Pada 15 Februari 1958 sejumlah kolonel yang tak puas terhadap pemerintah pusat memproklamasikan Pemerintahan Revolusioner Republik Indonesia/ Perjuangan Semesta (PRRI/Permesta). Jakarta kemudian mengirimkan pasukan dalam jumlah besar untuk menumpasnya. Gerakan PRRI berakhir pada 17 Agustus 1961. Sedangkan Permesta padam pada Oktober di tahun yang sama.

Republik Maluku Selatan (RMS) yang diproklamirkan pada 1950 merupakan usikan lain bagi Jakarta. Di tahun 1963-lah gerakan ini reda.

Di zaman Orde Baru pergolakan berwarna separatisme tetap ada yakni di Aceh, Irian Jaya (Papua), dan Timor Timur. Represi oleh negaralah balasannya. Perempuan yang menjadi korban kejahatan seksual tentulah banyak di masa itu. Pelakunya terutama kombatan dari dua pihak yang bertikai. Di Aceh, umpamanya, muncul sejumlah kampung janda. Keadaan baru pulih di Serambi Mekkah setelah tsunami mendera pada 2004.

Jakarta akhirnya menjadi ajang perkosaan massal juga yakni pada 12-13 Mei 1998.
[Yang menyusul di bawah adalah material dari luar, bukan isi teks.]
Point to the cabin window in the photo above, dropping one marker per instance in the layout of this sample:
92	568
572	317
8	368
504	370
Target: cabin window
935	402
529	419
“Kita memiliki rekaman memori kelam kekerasan seksual sejak zaman Hindia Belanda. Perempuan kita sangat banyak yang menjadi korban. Agar sejarah tidak berulang, kami jadikan memori panjang itu rujukan saat memperjuangkan UU TPKS,” kata Yuniyanti Chuzaifah. “Bagi kami, UU PTKS adalah karya pemartabatan manusia dan penghargaan terhadap rahim kaum perempuan.”

Progresif

Secara hukum, kasus perkosaan adalah delik aduan yang harus dibuktikan secara medis. Visum dokter harus ada. Jadi, harus ada orang yang dilaporkan dan mesti tersedia bukti medisnya.

Seperti pernah dikatakan dokter kemanusiaan Lie A. Dharmawan kepada penulis, tenaga medis harus segera mengambil swap atau spesimen vagina untuk membuktikan perkosaan. Kalau terlambat, spesimen akan mati sehingga tiada bukti lagi. 
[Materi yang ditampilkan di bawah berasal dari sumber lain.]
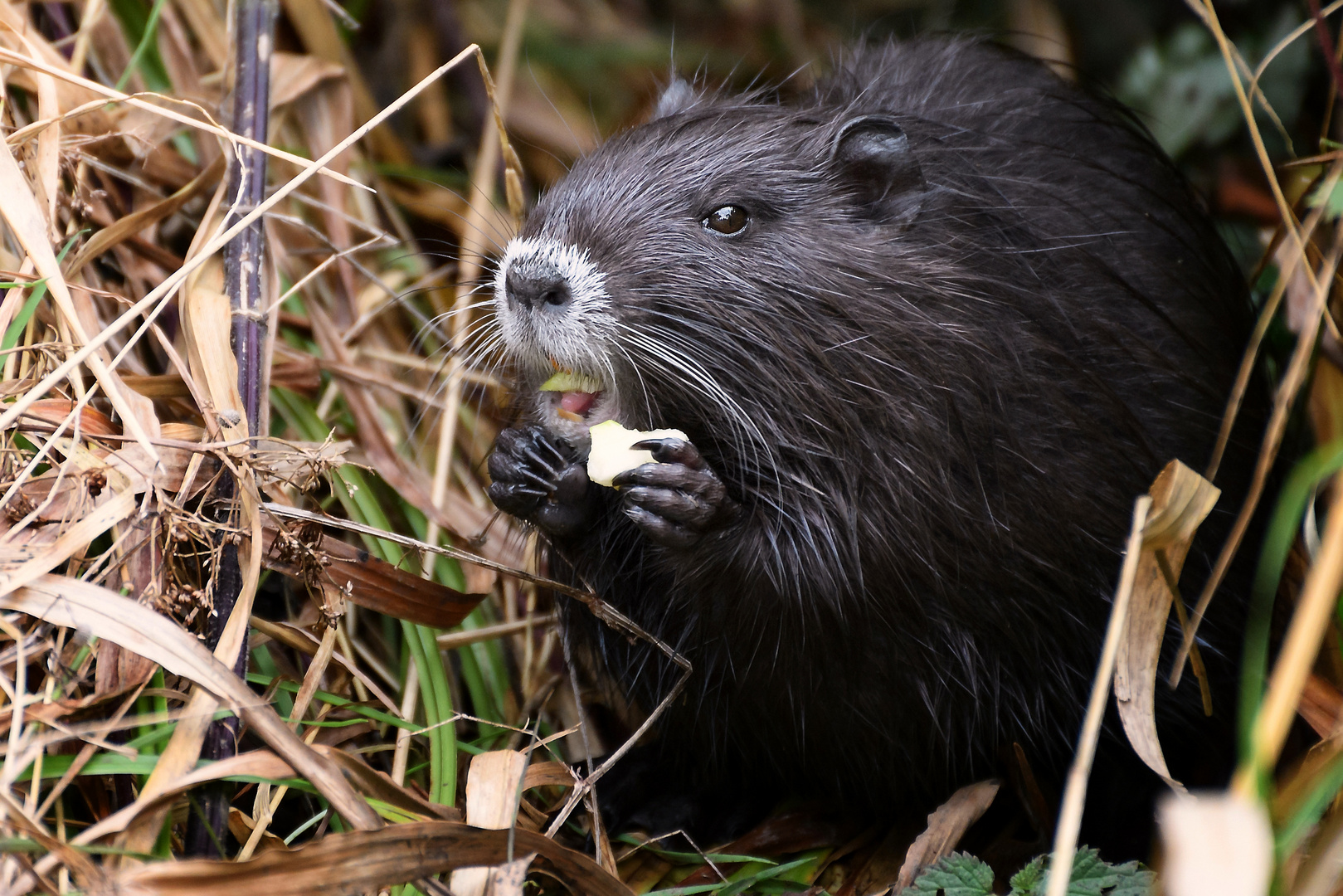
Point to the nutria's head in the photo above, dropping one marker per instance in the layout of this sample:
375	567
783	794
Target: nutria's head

Sementara tatkala kehormatannya direnggut, dirinya diperkosa, dirampok harta termahalnya, para perempuan itu pun marah, merasa jijik, dan takut. Pada saat itu apa yang mereka lakukan? Mereka mencuci dirinya.

“Jadi, tidak ada lagi bukti medisnya. Bukti itu akan hilang dengan sendirinya dalam beberapa hari,” kata dokter Lie A. Dharmawan.
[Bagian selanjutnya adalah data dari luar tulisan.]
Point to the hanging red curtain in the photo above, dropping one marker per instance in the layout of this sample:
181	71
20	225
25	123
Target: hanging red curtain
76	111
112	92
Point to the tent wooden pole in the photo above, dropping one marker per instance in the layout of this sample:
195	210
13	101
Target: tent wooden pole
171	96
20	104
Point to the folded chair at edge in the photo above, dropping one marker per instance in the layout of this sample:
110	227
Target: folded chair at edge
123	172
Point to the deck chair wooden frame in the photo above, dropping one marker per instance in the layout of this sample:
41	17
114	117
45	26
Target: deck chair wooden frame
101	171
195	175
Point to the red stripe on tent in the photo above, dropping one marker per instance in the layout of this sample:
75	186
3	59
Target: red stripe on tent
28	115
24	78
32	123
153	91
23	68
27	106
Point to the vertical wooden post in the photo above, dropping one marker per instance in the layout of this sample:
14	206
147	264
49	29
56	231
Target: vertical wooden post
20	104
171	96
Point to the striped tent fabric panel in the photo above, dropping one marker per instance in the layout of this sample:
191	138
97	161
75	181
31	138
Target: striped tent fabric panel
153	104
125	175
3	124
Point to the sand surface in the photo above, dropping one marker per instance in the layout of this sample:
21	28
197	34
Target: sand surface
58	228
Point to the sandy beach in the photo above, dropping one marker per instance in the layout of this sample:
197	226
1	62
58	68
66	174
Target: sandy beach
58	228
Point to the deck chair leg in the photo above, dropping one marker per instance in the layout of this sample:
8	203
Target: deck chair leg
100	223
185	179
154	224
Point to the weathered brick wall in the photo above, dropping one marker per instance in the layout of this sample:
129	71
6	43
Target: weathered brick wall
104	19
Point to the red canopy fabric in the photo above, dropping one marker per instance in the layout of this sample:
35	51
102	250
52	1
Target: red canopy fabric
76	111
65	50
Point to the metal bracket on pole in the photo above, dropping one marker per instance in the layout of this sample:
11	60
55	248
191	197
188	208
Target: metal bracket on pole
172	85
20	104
Dampak pemerkosaan bisa laksana kanker yang menggerogoti tubuh dan jiwa seseorang. Terganggu jiwanya, korban sangat mungkin berniat bunuh diri. Pola makannya terganggu. Seksualitasnya juga terusik sehingga sangat mungkin menjadi frigid. Marah, penghormatan terhadap tubuh sendiri pun hilang.

UU TPKS membuka ruang bagi para korban ini agar mereka bisa melanjutkan kehidupannya.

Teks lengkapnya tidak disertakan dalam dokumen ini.